Build character. Multiply impact 1

"Do you not know that in a race all the runners run, but only one gets the prize? Run in such a way as to get the prize."

1 Corinthians 9:24

Run to Win

Everyone is running. The question is whether you’re running to finish or running to win. Most people are in the race — they show up, they put in enough effort to keep moving, they avoid the most obvious mistakes, and they cross whatever finish lines present themselves without ever asking whether they’re running at the level the race deserves. Paul looks at that posture and says: not good enough. Not because finishing is worthless, but because the race you’ve been given — your life, your calling, your relationships, your contribution — deserves to be run with the full, disciplined, prize-focused pursuit of someone who actually intends to win. Coasting through what matters is its own kind of loss.

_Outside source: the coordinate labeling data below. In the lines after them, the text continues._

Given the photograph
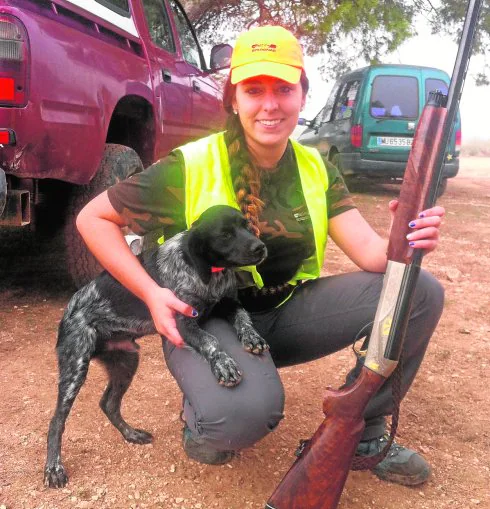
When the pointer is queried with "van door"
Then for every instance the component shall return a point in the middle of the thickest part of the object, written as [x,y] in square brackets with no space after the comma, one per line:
[171,83]
[339,127]
[391,115]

There’s a founder named James who had built a successful software company and somewhere along the way shifted from running to win to running to not lose. The early years had been marked by bold moves, deliberate strategy, and a competitive intensity that drove real growth. But success had quietly replaced urgency with comfort. He was still working hard — but reactively, maintaining what existed rather than pursuing what was possible. His co-founder Ruth named it plainly one afternoon: “We’ve stopped building toward something. We’re just managing what we have.” James recognized it immediately. He was pouring his competitive best into investor updates and operational firefighting, and giving his actual vision whatever was left over. That conversation became the turning point. They committed to running the company the way they had in year one — weekly strategy sessions treated as non-negotiable, quarterly goals set with genuine stretch, decisions made from ambition rather than caution. Two years later James says, “We didn’t save the company — it didn’t need saving. We upgraded it. There’s a difference between a company that survives and one that wins. We decided we wanted to win.”

That’s the challenge embedded in Paul’s question — “do you not know?” It assumes the answer is obvious once you’ve actually thought about it. Of course you run to win. Of course you bring your best, most disciplined, most intentional effort to what matters most. And yet the gap between knowing this and actually living it is where most people’s most important races are quietly lost — not through dramatic failure but through the accumulated effect of never running at full stride.

The prize Paul is pointing toward isn’t a trophy on a shelf — it’s the full realization of what the race was designed to produce. In the context of life and calling, winning looks like finishing well — having run with such intentionality, such discipline, such genuine pursuit of what mattered most that the race produced everything it was designed to produce in you and through you.

Questions to Reflect On

  • Where in my life am I running to finish rather than running to win — bringing enough effort to keep moving but not the disciplined pursuit that the race actually deserves?
  • What is the prize in my most important race — my marriage, my parenting, my calling, my faith — and am I running in a way that reflects how much that prize actually matters to me?
  • Where have I been reserving my competitive best for less important races while coasting through the ones that matter most?
  • What would running to win look like practically in the one area of my life where I’ve been most consistently coasting?

Action Steps & Motivation

Identify your most important race and assess your current pace. Name the relationship, the calling, or the contribution that deserves your very best. Then honestly evaluate: are you running to win or running to finish? The gap between your current pace and your best pace is your starting point.

Apply competitive discipline to what matters most. Like James and Ruth, bring to your most important relationships and commitments the same intentionality you apply to the things you’re visibly competing in. Schedule them. Study them. Adjust based on feedback. Run them like they matter — because they do.

Define the prize clearly. You can’t run toward something you haven’t defined. What does winning look like in your marriage, your parenting, your faith, your calling? Articulate it specifically. A runner who doesn’t know where the finish line is cannot run to win.

Train, not just try. The runners Paul describes who compete for the prize train with discipline — they don’t just show up on race day and hope. Identify the specific practices, habits, and investments that constitute genuine training for your most important race. Then do them consistently, not occasionally.

Remember: you are already in the race. The question was never whether you’d participate — it’s how you’ll run. The same distance, the same course, the same finish line — but a completely different experience and outcome depending on whether you run to finish or run to win. You have one race. Run it in such a way as to get the prize.

Prayer For Guidance and Strength

Lord, convict me of the places where I’ve been coasting through what deserves my very best. Show me the races that matter most — and give me the discipline, the intentionality, and the prize-focused pursuit to run them at the level they deserve. Replace my comfortable routine with genuine competitive effort in the arenas that matter most. Help me define the prize clearly, train for it seriously, and run toward it with everything I have. I have one race. Help me run it to win. Amen.